As these trends continue, doing too little will likely continue to be seen as something blameworthy: iflaw enforcers prosecute the Maryland couple for neglect, then doing too little will be enough of a crime for legal sanction, as when adultery was considered an egregious enough private-life violation for government prosecution. And we can expect a continued rise in presumed (and felt) guilt for doing too little, for wasting time. But just as Victorian-era sexual repression led to weird sublimations of the sex-instinct, you could expect extreme corrections to continue: sensory deprivation chambers, outlandishly expensive spas, and the like. As the law becomes more extreme, so does the trespass.
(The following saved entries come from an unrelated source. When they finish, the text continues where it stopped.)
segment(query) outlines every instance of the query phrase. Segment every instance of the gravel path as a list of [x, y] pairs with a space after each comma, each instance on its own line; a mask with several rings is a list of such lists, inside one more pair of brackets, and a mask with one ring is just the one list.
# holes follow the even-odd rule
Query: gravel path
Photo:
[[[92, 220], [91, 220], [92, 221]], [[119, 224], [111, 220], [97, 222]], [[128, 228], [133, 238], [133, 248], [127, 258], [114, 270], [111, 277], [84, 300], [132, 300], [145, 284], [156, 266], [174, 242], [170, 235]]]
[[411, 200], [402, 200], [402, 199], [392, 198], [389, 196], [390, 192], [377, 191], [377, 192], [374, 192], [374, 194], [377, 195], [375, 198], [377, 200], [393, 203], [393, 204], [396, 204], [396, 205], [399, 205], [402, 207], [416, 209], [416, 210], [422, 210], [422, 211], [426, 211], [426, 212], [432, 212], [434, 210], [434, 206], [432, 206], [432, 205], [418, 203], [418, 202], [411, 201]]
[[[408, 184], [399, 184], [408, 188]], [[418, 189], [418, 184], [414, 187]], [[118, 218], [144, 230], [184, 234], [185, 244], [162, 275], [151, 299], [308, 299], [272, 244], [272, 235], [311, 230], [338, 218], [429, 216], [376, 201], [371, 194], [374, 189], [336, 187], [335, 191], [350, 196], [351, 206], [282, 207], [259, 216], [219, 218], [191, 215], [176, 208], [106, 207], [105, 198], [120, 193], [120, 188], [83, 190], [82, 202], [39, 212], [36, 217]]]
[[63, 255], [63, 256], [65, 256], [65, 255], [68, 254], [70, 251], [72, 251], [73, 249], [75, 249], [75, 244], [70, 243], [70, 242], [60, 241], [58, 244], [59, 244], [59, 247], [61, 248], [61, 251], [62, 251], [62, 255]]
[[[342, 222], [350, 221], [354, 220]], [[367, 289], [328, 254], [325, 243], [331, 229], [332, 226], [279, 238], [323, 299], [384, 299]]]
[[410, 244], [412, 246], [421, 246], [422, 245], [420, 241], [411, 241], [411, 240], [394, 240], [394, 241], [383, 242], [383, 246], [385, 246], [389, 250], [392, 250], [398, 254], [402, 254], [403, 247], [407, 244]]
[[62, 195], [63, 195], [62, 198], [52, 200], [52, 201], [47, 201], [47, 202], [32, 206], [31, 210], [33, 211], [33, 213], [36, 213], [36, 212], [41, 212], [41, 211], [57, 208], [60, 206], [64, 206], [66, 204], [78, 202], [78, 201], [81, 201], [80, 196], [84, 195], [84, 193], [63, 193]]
And, finally, failure will probably continue to be praised in web thinkpieces and management seminars, as the one place we are brought face-to-face with our impotentiality, that great impasse with which Agamben thinks we’ve lost touch. To be sure, this too can be fetishized as a stepping-stone to success, and when failure becomes a technique, as in management seminars, we really have lost touch. But I can’t help but think they’re onto something, even if they’re going about it the wrong way. True rest – and even true religion – can come from failure. I remember hearing Mary Karr,in a talk well-worth a listen (below), discussing a total bottoming-out in her life: coming to state in which there was simply nothing more for her to do, as everything she had done up until then had led her to a state of abject paralysis and despair. Though deeply averse to religion, she started praying, not as another self-help technique, but because all techniques had failed: and on those interminable days when ennui migrates from a haze around one’s life to an excruciating condition at the soul’s heart (even to the sundering of soul and spirit, KJV), those long afternoon hours have to pass somehow. It worked, sort of – she now only occasionally wants to kill everyone on the subway.

Which is another way of saying that despite the co-optation of failure by self-help and business (most timely/egregious example here), true bottoming-outs will stand out even more. Who knows, maybe our overcoming of more and more physical and professional limitations will bring those still-persistent spiritual failures into sharper relief.

 

[1] Weirdest local (and maybe of all of them) Super Bowl ad goes to the upper South / Mid-Atlantic region for a national-security rendition of plumbing, featuring an awful Obama impersonation. Were Hegel alive today, he would undoubtedly decide that the entire history of local advertisements had reached its final culmination.

[2] Note to Google, if you’re reading: after the thirty or so searches to find that ad (“personified bladder”), with a few corresponding variants of “person on leash” searches, please don’t use that data to personalize ads and links. Though it may be better than the repeated pitches for Christian singles dating sites.